Earlier this week, Kishida tweeted a picture of himself seated at a table wearing a suit and tie as his wife served him a meal in an apron, with the politician expressing his gratitude to her in the caption for travelling from his hometown 800km away to support him in Tokyo.
According to the newspaper, however, Kishida was criticized by a number of social media users over the photo, with them arguing that the politician's wife ended up looking like a maid or a servant in the image.
As Noriko Hama, a professor of economics at Kyoto’s Doshisha University, explained, Kishida "has been at pains to present himself as part of the more progressive element of the LDP", and this move of his "rather shatters that image".
"It was a strange decision to post this given that he does go out of his way to portray himself as a new face for the party," she said. "But I guess this means that we are finally seeing the real person behind the mask.
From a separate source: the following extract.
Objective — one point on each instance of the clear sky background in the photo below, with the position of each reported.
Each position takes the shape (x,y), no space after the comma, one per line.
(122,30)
Masks do have a habit of slipping when the stakes are high and this is what has happened."
The professor also noted that even before the tweet in question got posted, there was “not a chance” of Kishida securing the position of the party leader for himself, as the factions within the LDP had already worked out a "back room deal" to settle the matter.
On 28 August, Japan's Prime Minister Shinzo Abe officially announced his intent to step down, citing health concerns.
The race for the position of the prime minister officially starts on 8 September and features former Defence Minister Shigeru Ishiba, former Foreign Minister Fumio Kishida, and Yoshihide Suga, the chief cabinet secretary.